[author: Frank C. Chesters]
The “Tax Relief, Unemployment Insurance Reauthorization, and Job Creation Act of 2010” was enacted December 17, 2010 and is referred to as “TRA 2010.” This legislation included a significant change to the estate and gift tax applicable exclusion amount by adding the concept of “portability,” which was the subject of an article in the September 2011 edition of “McNees Insights” which is posted at www.mwn.com or by clicking here.
The Internal Revenue Service issued temporary regulations effective June 15, 2012 that provide guidance on the estate and gift tax applicable exclusion amount, in general, as well as on the applicable requirements for electing portability of a deceased spousal unused exclusion amount (“DSUE Amount”). June 15, 2012 was the latest possible date that these temporary regulations could be issued so that they would apply retroactively to estates of decedents who died before they were issued. Subject to Congress enacting legislation to extend the portability provisions of TRA 2010 beyond December 31, 2012, the legislation is applicable only to decedents who die in calendar years 2011 and 2012. However, it is recommended that clients assume that the portability provisions will be extended beyond December 31, 2012 and therefore take the necessary steps discussed below to preserve the future use of a deceased spouse’s DSUE Amount.

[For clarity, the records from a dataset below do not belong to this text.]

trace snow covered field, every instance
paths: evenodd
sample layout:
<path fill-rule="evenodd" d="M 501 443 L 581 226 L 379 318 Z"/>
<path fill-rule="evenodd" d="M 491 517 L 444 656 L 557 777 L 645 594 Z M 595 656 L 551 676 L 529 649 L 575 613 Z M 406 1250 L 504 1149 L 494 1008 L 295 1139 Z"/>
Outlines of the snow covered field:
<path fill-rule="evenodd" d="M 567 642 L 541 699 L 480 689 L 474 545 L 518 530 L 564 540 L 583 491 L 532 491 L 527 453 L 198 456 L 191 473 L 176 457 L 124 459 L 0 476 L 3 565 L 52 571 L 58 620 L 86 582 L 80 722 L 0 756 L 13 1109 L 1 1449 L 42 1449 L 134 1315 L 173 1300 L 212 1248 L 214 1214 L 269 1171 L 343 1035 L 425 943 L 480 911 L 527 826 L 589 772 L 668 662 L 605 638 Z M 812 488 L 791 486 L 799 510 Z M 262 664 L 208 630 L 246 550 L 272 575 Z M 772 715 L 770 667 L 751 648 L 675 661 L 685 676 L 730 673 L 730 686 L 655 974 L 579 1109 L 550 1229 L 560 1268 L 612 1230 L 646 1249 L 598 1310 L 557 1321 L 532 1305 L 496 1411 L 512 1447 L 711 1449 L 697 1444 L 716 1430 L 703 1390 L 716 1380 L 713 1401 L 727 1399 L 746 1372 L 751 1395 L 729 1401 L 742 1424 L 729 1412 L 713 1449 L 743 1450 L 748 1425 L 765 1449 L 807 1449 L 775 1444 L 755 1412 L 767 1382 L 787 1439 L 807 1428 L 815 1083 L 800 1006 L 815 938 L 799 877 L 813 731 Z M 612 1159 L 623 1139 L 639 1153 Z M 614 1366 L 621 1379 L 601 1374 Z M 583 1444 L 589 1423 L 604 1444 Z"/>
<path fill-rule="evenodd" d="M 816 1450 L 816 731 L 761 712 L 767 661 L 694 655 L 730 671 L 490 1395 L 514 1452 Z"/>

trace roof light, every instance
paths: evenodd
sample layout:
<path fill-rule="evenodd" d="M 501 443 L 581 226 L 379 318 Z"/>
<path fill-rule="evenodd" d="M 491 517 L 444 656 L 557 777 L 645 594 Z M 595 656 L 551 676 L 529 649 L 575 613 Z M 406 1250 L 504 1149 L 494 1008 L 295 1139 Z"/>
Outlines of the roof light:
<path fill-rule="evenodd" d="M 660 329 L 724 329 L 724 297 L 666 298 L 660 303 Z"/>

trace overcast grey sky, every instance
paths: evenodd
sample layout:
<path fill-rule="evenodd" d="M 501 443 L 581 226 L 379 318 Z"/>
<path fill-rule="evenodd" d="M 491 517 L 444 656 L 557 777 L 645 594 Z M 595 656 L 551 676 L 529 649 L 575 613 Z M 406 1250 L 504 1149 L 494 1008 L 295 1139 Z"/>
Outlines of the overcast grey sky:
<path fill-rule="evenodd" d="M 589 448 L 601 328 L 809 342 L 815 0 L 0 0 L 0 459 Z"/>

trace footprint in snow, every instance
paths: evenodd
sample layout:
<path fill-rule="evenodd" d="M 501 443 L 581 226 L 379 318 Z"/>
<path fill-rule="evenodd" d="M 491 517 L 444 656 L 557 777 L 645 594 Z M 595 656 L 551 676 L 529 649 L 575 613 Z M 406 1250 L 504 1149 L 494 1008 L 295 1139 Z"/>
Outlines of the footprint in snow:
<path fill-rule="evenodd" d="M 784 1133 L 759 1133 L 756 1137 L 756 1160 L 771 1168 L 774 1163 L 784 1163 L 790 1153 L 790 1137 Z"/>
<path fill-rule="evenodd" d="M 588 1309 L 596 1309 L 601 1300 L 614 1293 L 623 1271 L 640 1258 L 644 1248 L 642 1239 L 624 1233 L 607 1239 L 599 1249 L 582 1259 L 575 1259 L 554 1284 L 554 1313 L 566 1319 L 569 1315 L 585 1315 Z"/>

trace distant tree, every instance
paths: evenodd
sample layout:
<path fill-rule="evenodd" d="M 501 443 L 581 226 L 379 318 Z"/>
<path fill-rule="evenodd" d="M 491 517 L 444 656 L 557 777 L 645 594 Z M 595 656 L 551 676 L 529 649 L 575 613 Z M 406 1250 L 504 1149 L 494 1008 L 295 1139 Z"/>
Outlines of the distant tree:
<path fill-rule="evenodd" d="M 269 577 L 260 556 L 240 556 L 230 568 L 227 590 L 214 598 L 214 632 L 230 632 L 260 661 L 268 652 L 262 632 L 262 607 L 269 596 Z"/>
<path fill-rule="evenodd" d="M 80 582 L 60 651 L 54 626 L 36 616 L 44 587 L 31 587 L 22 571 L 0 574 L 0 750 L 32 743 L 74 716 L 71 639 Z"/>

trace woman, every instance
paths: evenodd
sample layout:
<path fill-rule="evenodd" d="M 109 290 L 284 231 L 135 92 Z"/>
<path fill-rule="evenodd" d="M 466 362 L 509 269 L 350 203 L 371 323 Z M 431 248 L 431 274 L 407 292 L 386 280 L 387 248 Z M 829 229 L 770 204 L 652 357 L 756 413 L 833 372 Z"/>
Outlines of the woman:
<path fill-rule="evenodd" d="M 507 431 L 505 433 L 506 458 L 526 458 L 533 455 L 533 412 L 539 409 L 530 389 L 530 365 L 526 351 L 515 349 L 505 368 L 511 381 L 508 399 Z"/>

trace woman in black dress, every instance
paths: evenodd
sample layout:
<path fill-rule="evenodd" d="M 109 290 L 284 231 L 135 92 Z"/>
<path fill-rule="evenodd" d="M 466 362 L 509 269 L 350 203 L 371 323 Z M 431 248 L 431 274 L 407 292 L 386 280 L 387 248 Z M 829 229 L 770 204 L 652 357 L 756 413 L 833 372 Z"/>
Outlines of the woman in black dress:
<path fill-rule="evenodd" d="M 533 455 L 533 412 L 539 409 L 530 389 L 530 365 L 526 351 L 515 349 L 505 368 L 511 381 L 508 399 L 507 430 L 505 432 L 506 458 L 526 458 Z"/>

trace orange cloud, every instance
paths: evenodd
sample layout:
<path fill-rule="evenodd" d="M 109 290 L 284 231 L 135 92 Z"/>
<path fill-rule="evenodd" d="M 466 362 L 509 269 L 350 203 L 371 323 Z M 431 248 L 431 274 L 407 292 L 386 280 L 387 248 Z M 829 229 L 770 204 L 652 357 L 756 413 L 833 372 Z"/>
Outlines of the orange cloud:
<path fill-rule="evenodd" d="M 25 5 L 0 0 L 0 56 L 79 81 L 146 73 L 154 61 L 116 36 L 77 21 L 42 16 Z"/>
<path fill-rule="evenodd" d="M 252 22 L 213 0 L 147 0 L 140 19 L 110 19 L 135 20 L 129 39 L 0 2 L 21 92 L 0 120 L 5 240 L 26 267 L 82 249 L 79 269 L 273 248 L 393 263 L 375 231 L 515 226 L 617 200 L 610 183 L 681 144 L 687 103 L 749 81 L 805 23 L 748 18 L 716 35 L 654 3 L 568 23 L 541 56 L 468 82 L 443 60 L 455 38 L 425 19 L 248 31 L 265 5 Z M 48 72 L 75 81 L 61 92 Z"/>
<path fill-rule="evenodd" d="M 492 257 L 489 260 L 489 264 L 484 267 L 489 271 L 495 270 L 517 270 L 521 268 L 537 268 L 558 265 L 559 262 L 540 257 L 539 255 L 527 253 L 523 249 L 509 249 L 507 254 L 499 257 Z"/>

For a decedent who died in calendar year 2011, the filing threshold to be required to file a Federal Estate Tax Return (Form 706) is a gross estate of $5 million. For decedents who die in calendar year 2012, the amount increased to $5.12 million. In these cases where a Form 706 is required to be filed, the due date is within nine months of the date of the decedent’s death unless an extension has been granted. When an executor is not required to file a Form 706, the Internal Revenue Code does not specify a due date for a Form 706 to be filed for the purpose of making the portability election. The temporary regulations require every estate electing portability of a decedent’s DSUE Amount to file a Form 706 within nine months of the decedent’s date of death, unless an extension of time for filing has been granted. The portability election only becomes irrevocable, however, on the due date of the Form 706, as extended. Therefore, before that due date, an electing executor may supersede a previously-filed portability election on a subsequent, timely-filed Form 706.
The temporary regulations provide that an appointed executor may file a Form 706 to elect portability or to opt to have the portability election not apply. If there is no appointed executor, any person in actual or constructive possession of any property of the decedent may file the Form 706 to elect portability or to opt to have the portability election not apply. Such a person is referred to as a “non-appointed executor.” In many cases this will be the decedent’s surviving spouse who is the surviving owner of jointly titled assets as well as the primary beneficiary of nonprobate assets such as life insurance, retirement accounts and annuities.
The temporary regulations require that an executor include a computation of the DSUE Amount on the Form 706 to allow portability of that decedent’s DSUE Amount. A complete and properly-prepared return contains the information required to compute a decedent’s DSUE Amount. A transitional rule is provided that the IRS will deem the required computation of the decedent’s DSUE Amount to have been made on the Form 706 that is considered complete and properly prepared. The temporary regulations further clarify that, once the IRS revises the prescribed form for the Form 706 expressly to include the computation of the DSUE Amount, executors that previously filed a Form 706 pursuant to the transitional rule will not be required to file a supplemental Form 706 using the revised form.
While the temporary regulations provide that executors of estates that are not otherwise required to file a Form 706 do not have to report the value of certain property that qualifies for the marital or charitable deduction, I do not see the benefit of this special rule in most cases. Since property that qualifies for the marital deduction is entitled to have its cost basis partially adjusted for the purpose of calculating future capital gains and losses, it seems apparent that most, if not all, of the information will be available to prepare a “complete and properly prepared” Form 706.
The temporary regulations confirm the IRS’s authority to examine returns of each deceased spouse of the surviving spouse to determine the allowable DSUE Amount even if the period of limitations on assessment has expired for the tax. Upon examination, the IRS may adjust or eliminate the DSUE Amount reported on a return; however, the IRS may only make an assessment of additional tax with respect to the deceased spouse’s return within the period of limitations. The ability of the IRS to examine returns of a deceased spouse applies to each transfer by the surviving spouse to which a DSUE Amount is or has been applied.
A future article will address additional issues that were addressed by the temporary regulations, including calculating the DSUE Amount available to a surviving spouse who had multiple spouses predecease the surviving spouse and whether the surviving spouse made taxable gifts during his or her lifetime based upon the DSUE Amount in effect when the gifts were made.